At least 717 people taking part in the Hajj pilgrimage have been killed in a stampede near the Islamic holy city of Mecca in worst hajj disaster in 25 years.
At least 805 others were injured in the crush at Mina, a few kilometers east of Mecca, caused by two large groups of pilgrims arriving together at a crossroads on their way to performing the “stoning the devil” ritual at Jamarat, Saudi civil defense said.
Thursday’s disaster was the worst to befall the pilgrimage since July 1990, when 1,426 pilgrims were crushed to death in a tunnel near Mecca.
The incident at Mina occurred as two million pilgrims were taking part in the Hajj’s last major rite while heading to participate in the symbolic stoning of Satan.
Over 220 ambulances and 4,000 rescue workers have reportedly been sent to the location.
“Work is underway to separate large groups of people and direct pilgrims to alternative routes,” the Saudi Civil Defense said.

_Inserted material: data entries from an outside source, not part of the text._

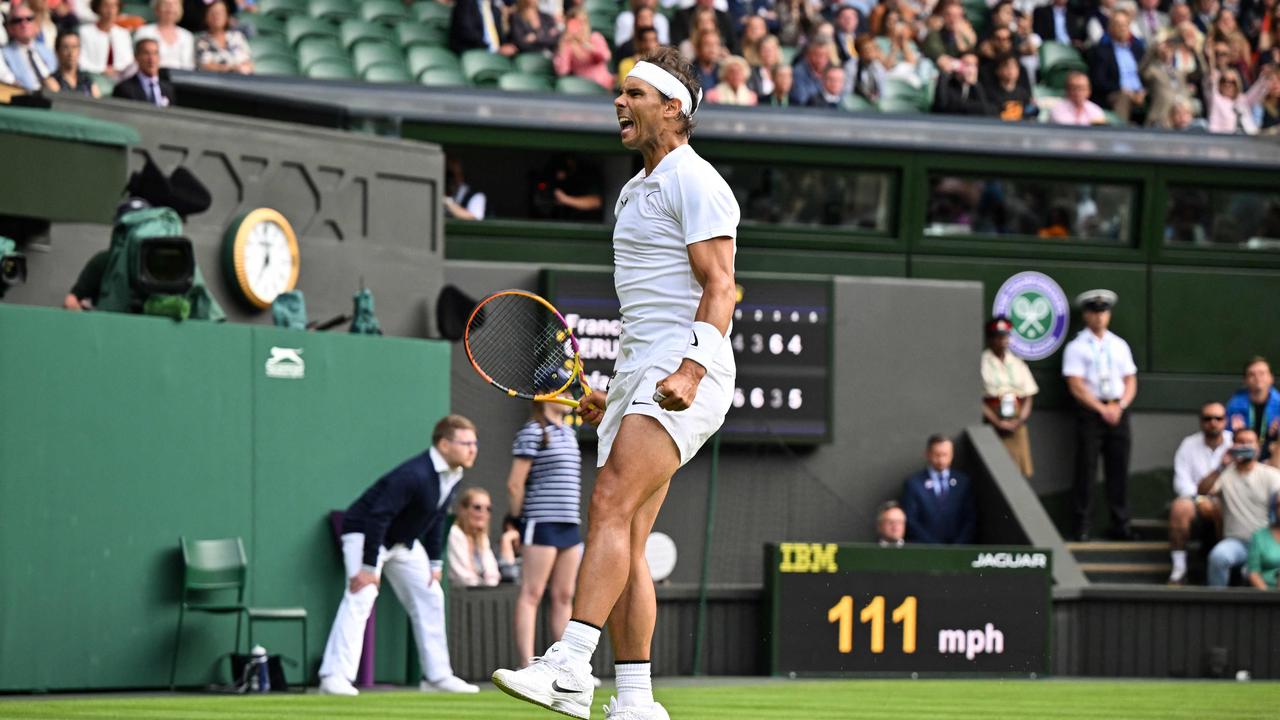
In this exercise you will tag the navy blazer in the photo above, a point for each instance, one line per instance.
(402, 506)
(947, 520)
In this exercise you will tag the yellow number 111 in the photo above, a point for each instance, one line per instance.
(842, 613)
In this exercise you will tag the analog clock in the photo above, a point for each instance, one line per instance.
(261, 255)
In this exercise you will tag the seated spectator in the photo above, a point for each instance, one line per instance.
(890, 525)
(177, 45)
(959, 92)
(1010, 99)
(476, 24)
(1244, 488)
(1201, 456)
(106, 49)
(1262, 563)
(809, 69)
(471, 559)
(832, 92)
(732, 89)
(938, 504)
(1232, 110)
(146, 83)
(461, 200)
(624, 27)
(533, 30)
(583, 53)
(220, 49)
(68, 77)
(1077, 109)
(28, 62)
(1114, 69)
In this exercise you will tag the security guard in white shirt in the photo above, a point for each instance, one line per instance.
(1104, 379)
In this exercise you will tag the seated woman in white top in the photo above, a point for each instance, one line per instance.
(471, 560)
(105, 48)
(177, 45)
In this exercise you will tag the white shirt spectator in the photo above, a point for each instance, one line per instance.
(95, 45)
(1104, 364)
(1194, 460)
(179, 57)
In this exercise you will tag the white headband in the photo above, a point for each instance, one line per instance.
(667, 85)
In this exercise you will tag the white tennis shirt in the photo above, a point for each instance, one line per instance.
(682, 201)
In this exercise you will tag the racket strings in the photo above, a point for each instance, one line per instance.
(521, 345)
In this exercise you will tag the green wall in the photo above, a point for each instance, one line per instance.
(119, 433)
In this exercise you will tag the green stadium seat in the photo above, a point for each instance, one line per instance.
(432, 13)
(319, 49)
(283, 8)
(332, 10)
(525, 82)
(574, 85)
(275, 65)
(387, 73)
(369, 54)
(424, 58)
(355, 32)
(387, 12)
(483, 68)
(410, 35)
(442, 77)
(534, 63)
(332, 68)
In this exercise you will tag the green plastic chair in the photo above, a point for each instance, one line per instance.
(483, 68)
(220, 566)
(574, 85)
(534, 64)
(432, 13)
(387, 72)
(424, 58)
(525, 82)
(411, 35)
(332, 10)
(387, 12)
(442, 77)
(355, 32)
(283, 8)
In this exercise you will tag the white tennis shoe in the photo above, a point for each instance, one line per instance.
(553, 682)
(654, 711)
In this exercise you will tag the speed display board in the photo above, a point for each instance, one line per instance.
(862, 609)
(781, 338)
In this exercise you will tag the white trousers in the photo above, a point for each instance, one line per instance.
(408, 572)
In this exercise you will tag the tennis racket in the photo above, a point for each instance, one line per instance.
(520, 343)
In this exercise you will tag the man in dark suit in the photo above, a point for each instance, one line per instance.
(384, 532)
(938, 502)
(1059, 23)
(146, 85)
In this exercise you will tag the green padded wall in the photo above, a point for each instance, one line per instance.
(119, 433)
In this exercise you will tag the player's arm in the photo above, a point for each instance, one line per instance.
(712, 263)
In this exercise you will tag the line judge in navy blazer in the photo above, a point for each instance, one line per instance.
(938, 502)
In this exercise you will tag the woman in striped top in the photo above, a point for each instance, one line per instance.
(545, 486)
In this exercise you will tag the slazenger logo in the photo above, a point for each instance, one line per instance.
(286, 363)
(1009, 560)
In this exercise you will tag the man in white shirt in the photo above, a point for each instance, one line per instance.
(1104, 379)
(673, 247)
(1200, 455)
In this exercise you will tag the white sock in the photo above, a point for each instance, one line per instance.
(635, 686)
(579, 641)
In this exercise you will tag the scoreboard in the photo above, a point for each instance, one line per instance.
(862, 609)
(781, 337)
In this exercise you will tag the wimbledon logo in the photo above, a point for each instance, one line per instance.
(1037, 308)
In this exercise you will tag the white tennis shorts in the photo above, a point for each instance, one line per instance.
(631, 393)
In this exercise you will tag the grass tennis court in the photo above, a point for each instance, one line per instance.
(767, 698)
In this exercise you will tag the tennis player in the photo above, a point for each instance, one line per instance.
(673, 273)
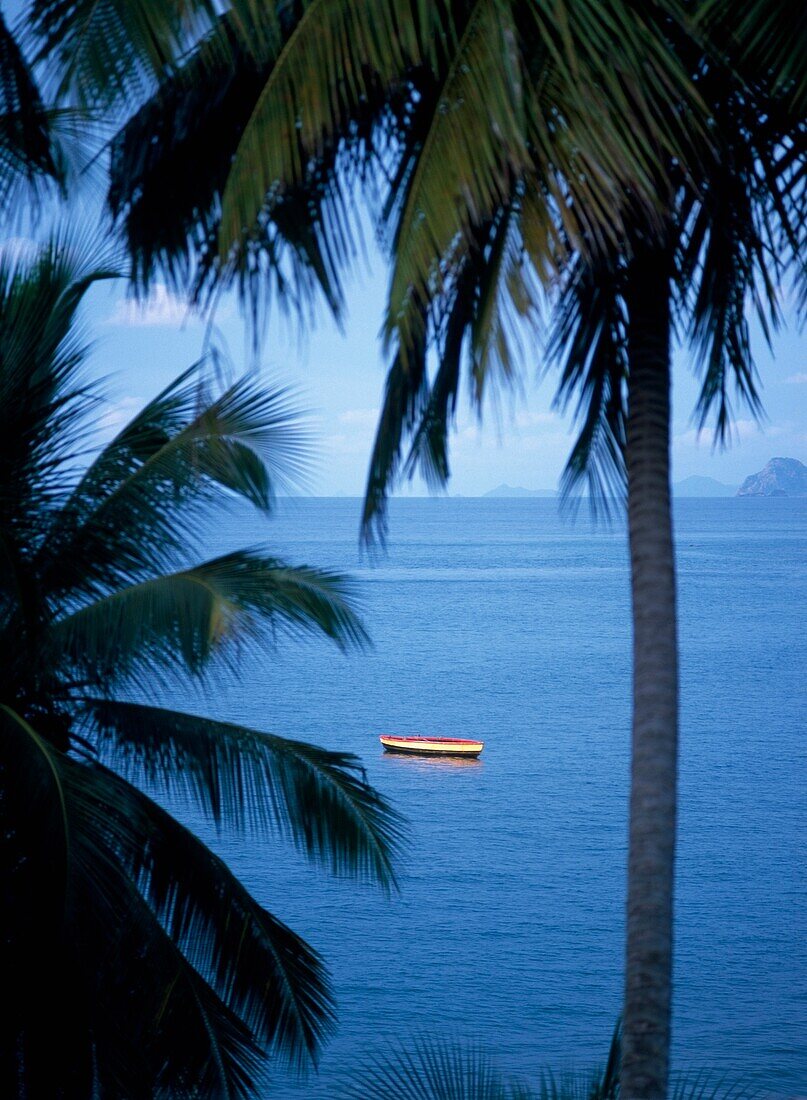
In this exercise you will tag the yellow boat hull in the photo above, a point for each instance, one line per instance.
(431, 746)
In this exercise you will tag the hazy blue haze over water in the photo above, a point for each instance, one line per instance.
(497, 619)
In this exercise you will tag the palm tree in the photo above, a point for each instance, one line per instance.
(428, 1069)
(28, 154)
(134, 961)
(518, 145)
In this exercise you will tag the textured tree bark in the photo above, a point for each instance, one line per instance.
(649, 948)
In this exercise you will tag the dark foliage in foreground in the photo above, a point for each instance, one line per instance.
(134, 963)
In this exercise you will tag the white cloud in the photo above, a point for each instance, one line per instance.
(159, 308)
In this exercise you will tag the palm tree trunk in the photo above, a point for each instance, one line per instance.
(649, 952)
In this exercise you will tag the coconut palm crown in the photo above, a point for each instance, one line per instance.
(134, 961)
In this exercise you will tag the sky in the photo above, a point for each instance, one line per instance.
(339, 376)
(520, 441)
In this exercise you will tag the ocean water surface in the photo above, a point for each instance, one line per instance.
(498, 619)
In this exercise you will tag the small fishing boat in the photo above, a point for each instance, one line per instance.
(431, 746)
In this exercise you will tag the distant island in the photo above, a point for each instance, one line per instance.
(519, 491)
(780, 477)
(691, 486)
(698, 485)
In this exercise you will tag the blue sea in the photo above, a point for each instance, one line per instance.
(500, 619)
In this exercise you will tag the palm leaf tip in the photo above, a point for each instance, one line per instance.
(318, 798)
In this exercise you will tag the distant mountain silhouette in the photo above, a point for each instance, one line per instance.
(780, 477)
(519, 491)
(698, 485)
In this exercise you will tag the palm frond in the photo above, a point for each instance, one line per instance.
(244, 778)
(26, 145)
(589, 341)
(43, 402)
(331, 58)
(265, 974)
(109, 52)
(433, 1070)
(186, 447)
(156, 1023)
(181, 620)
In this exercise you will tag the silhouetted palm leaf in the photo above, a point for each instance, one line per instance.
(164, 976)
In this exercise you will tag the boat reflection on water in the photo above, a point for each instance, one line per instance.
(412, 761)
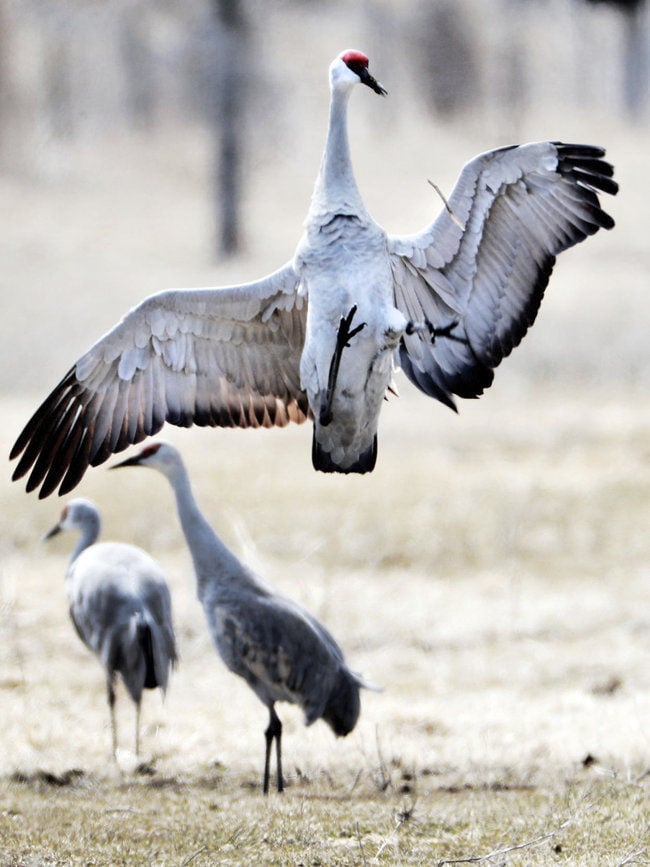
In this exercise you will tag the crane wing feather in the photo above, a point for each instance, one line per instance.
(226, 357)
(486, 260)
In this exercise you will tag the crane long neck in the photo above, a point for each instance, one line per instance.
(336, 185)
(211, 557)
(90, 530)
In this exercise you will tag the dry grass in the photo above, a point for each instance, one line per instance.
(494, 583)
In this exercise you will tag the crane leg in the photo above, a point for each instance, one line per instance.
(110, 685)
(273, 733)
(435, 332)
(137, 730)
(343, 336)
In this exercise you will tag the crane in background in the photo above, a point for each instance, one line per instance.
(121, 608)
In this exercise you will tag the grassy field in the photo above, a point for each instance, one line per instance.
(492, 574)
(495, 584)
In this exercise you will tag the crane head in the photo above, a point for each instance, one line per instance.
(351, 67)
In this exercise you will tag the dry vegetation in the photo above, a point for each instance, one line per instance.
(493, 574)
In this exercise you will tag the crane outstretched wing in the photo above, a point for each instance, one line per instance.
(480, 270)
(226, 357)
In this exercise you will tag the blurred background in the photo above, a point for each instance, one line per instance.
(150, 143)
(493, 559)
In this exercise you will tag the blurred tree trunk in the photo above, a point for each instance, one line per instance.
(635, 53)
(636, 66)
(233, 64)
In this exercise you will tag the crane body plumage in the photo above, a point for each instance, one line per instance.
(280, 650)
(120, 606)
(321, 337)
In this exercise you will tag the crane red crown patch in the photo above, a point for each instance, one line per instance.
(354, 57)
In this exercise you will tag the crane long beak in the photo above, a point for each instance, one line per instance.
(56, 529)
(129, 462)
(367, 78)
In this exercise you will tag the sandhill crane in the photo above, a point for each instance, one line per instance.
(121, 608)
(320, 336)
(281, 651)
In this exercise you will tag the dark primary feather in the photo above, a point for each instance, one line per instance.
(486, 265)
(204, 369)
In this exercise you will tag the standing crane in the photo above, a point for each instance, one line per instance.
(321, 336)
(281, 651)
(121, 608)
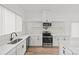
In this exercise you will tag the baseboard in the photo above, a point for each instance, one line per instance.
(47, 47)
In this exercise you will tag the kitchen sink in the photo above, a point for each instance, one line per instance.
(15, 41)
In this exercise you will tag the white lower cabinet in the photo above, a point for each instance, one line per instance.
(12, 52)
(21, 48)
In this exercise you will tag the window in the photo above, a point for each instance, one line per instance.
(9, 22)
(75, 30)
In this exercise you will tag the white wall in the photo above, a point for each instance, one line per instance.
(5, 38)
(65, 13)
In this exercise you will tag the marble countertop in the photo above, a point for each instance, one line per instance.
(5, 48)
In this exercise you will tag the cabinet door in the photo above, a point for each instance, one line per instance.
(12, 52)
(18, 24)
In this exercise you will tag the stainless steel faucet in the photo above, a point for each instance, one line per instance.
(12, 34)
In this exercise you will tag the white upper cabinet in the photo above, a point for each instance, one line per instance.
(18, 25)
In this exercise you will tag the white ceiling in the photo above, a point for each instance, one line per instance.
(60, 11)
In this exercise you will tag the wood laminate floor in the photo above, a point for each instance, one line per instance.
(43, 51)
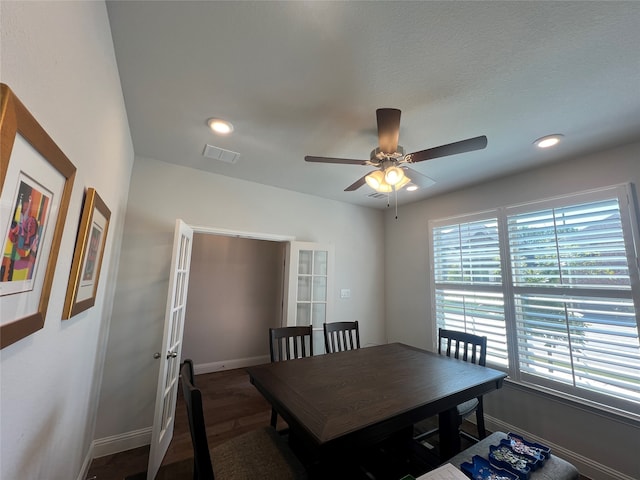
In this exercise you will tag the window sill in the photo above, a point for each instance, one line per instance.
(573, 401)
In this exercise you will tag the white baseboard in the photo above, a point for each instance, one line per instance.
(586, 466)
(121, 443)
(230, 364)
(86, 465)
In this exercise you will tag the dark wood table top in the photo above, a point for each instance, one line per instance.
(365, 394)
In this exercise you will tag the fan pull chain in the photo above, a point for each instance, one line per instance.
(395, 192)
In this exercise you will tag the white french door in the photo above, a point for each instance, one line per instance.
(170, 352)
(309, 288)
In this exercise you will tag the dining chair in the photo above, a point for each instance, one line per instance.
(470, 348)
(260, 453)
(288, 343)
(341, 336)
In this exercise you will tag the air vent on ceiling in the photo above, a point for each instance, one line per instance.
(221, 154)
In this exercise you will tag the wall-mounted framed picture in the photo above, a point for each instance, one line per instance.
(37, 179)
(87, 257)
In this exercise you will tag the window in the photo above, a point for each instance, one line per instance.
(554, 286)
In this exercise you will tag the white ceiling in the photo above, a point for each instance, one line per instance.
(305, 78)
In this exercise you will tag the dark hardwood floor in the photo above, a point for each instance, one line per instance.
(232, 406)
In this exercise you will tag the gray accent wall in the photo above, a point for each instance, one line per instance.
(235, 295)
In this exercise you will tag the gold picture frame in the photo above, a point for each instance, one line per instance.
(87, 257)
(37, 179)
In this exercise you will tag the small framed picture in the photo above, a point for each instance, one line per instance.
(87, 257)
(37, 179)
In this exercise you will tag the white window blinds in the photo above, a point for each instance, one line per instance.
(554, 286)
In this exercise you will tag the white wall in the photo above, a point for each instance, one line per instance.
(58, 58)
(577, 429)
(235, 295)
(159, 194)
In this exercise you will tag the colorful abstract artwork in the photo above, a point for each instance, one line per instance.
(25, 233)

Meanwhile, Sa’eed Ohadi, the head of Iran’s Hajj and Pilgrimage Organization, has said that at least 43 Iranians have been killed and 60 others wounded in the crush, according to ISNA.
Separately, an Iranian deputy foreign minister has announced that a special commission has been set up by the Islamic Republic to follow up on the case of the Iranian pilgrims in Mina.
Hossein Amir-Abdollahian, Iran’s deputy foreign minister for Arab and African affairs, held the Saudi authorities responsible for the deadly incident, and said they should promptly act to manage the crisis.
Preparations for the Hajj were marred when a crane collapsed at Mecca’s Grand Mosque this month, killing 109 people.
The Hajj is the fifth and final pillar of Islam. It is the journey that every able-bodied adult Muslim must undertake at least once in their lives if they can afford it.